Monday, March 7, 2016

That Time...


Some of these are true. Some of these are fictions.


That time I was talking about being a little black dress and I had blood all over me and didn’t know it.

That time we saw each other in the street after not seeing each other for six years.

That time we went to the Guggenheim and we fought outside and never spoke again.

That time we ate bagels and seltzer in bed and got seeds all over the sheets.

That time we did MDMA and I fell on a curb, on my face.

That time you asked me to come over to watch a movie but I didn’t understand the concept of ‘Netflix and chill.’

That time I wore your shirt that your dad gave you, which I still have but know I will never wear again.

That time you left for the airport and I cried because I could still smell you on my nightgown.

That time we went swimming in the basin and we looked like American Apparel models and tried to pretend that we could just be friends.

That time in the car when he threw up out the window and we all laughed because we knew he would be okay.

That time you bought me seat cushions for my birthday.

That time I pretended to be someone else to get into the opening preview.

That time we had sex in the hotel shower and then our eyes were burning and red afterwards.

That time you gave me a green plastic ring you bought for fifty cents.
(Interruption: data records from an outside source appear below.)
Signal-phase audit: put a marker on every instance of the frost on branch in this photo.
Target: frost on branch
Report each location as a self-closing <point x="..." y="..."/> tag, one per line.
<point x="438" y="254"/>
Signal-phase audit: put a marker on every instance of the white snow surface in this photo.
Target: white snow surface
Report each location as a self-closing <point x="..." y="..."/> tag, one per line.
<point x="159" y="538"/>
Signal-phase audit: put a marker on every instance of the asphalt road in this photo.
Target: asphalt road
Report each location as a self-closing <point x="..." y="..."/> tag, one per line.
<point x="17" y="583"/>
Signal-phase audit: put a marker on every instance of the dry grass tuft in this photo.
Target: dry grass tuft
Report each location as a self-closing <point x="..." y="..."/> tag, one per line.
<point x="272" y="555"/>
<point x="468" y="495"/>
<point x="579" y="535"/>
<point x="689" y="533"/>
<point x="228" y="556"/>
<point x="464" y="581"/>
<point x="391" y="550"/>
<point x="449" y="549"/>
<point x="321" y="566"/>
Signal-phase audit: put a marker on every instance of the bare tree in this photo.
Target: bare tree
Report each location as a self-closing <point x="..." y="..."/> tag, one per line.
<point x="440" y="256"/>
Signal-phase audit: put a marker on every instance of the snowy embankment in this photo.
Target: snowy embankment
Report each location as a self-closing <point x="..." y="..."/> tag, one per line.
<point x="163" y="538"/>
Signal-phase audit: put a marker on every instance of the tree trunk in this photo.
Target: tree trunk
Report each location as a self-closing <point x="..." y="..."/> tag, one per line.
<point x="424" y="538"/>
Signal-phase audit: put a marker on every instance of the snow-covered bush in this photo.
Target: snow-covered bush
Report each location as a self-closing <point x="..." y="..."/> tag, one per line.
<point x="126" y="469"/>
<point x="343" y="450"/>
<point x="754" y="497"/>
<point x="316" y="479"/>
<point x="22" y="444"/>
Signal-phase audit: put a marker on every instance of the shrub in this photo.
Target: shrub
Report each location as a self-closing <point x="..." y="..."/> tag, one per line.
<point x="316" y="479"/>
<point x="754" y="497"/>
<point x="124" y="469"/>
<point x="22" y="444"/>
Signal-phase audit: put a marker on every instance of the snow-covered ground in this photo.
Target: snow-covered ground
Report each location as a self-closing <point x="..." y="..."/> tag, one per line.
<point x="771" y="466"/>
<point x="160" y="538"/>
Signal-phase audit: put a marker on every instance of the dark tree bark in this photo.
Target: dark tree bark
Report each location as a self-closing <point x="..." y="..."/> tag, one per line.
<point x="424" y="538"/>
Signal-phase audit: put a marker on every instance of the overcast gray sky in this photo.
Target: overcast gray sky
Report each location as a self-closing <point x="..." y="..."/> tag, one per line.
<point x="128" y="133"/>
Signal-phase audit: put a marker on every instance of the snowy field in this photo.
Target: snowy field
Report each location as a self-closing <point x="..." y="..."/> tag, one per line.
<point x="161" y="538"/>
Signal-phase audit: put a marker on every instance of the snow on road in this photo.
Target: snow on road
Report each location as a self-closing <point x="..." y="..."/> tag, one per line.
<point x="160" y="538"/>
That time you told me that you loved me.

That time you told me you didn’t want to do this anymore.

That time when it was Fourth of July and we watched the fireworks by the water but we both knew we should have been there with someone else.

That time we went to Bard and ate ice cream and someone said how cute we were as a couple even though we didn’t date.

That time we were dancing at the Christmas party and I said you didn’t like me to someone and they asked you in front me if you didn’t like me and you said nothing.

That time we went to the park and you ran through the field with a weed pattern dress and bright furry blue coat.

That time you cried watching Untamed Hearts.

That time we went to the Penguins game for your birthday.

That time I threw up three times at work from a hangover and everyone in the office knew.

That time we were dancing on the porch and you tried to kiss me in front of my boyfriend, and you were married.

That time you apologized for saying terrible things while drunk and then you slide over and we kissed.

That time we went to Action Park and I threw up from carsickness.

That time I smoked cigarettes out the window of my mother’s childhood bedroom.

That time we watched X-files and I snuck out to have sex on the lawn in the back of the house.

That time you peed in my shoes.

That time you met me in the park even though you were sick and we ate chips and drank cider and watched the sunset.

That time we went to the shop and bought five beers in all coins.

That time we had our Chakras read and I knew then that we would be friends.

That time we made out in the back of the cab after a MoMA opening and I wasn’t wearing underwear.

That time you made me cry on a bench at five am after your gig on Halloween.

That time we danced when no one else was dancing.

That time I cried when people sang love songs during karaoke and you hugged me tight.

That time I vomited in the street because you broke up with me.

That time my nose bled because you broke up with me.

That time we got kicked out of the club because we were wrestling on the floor.

That time I returned your necklace because I didn’t want to remember you.

That time we bought fancy chocolate and tried on lots of different makeup.

That time we sat under the Olafur Eliasson and held hands.

That time we walked around Paris and got a free boat ride.

That time we got dressed up to go out but came home early because all the parties sucked.

That time you told me you slept with someone else.

That time I told you I kissed someone else.

That time we made cookies in the blizzard without having any cookie trays.

That time we went to get our nails done for my birthday.

That time we went to the Met and held hands.

That time you said goodbye and I knew I would see you again but nothing would be the same.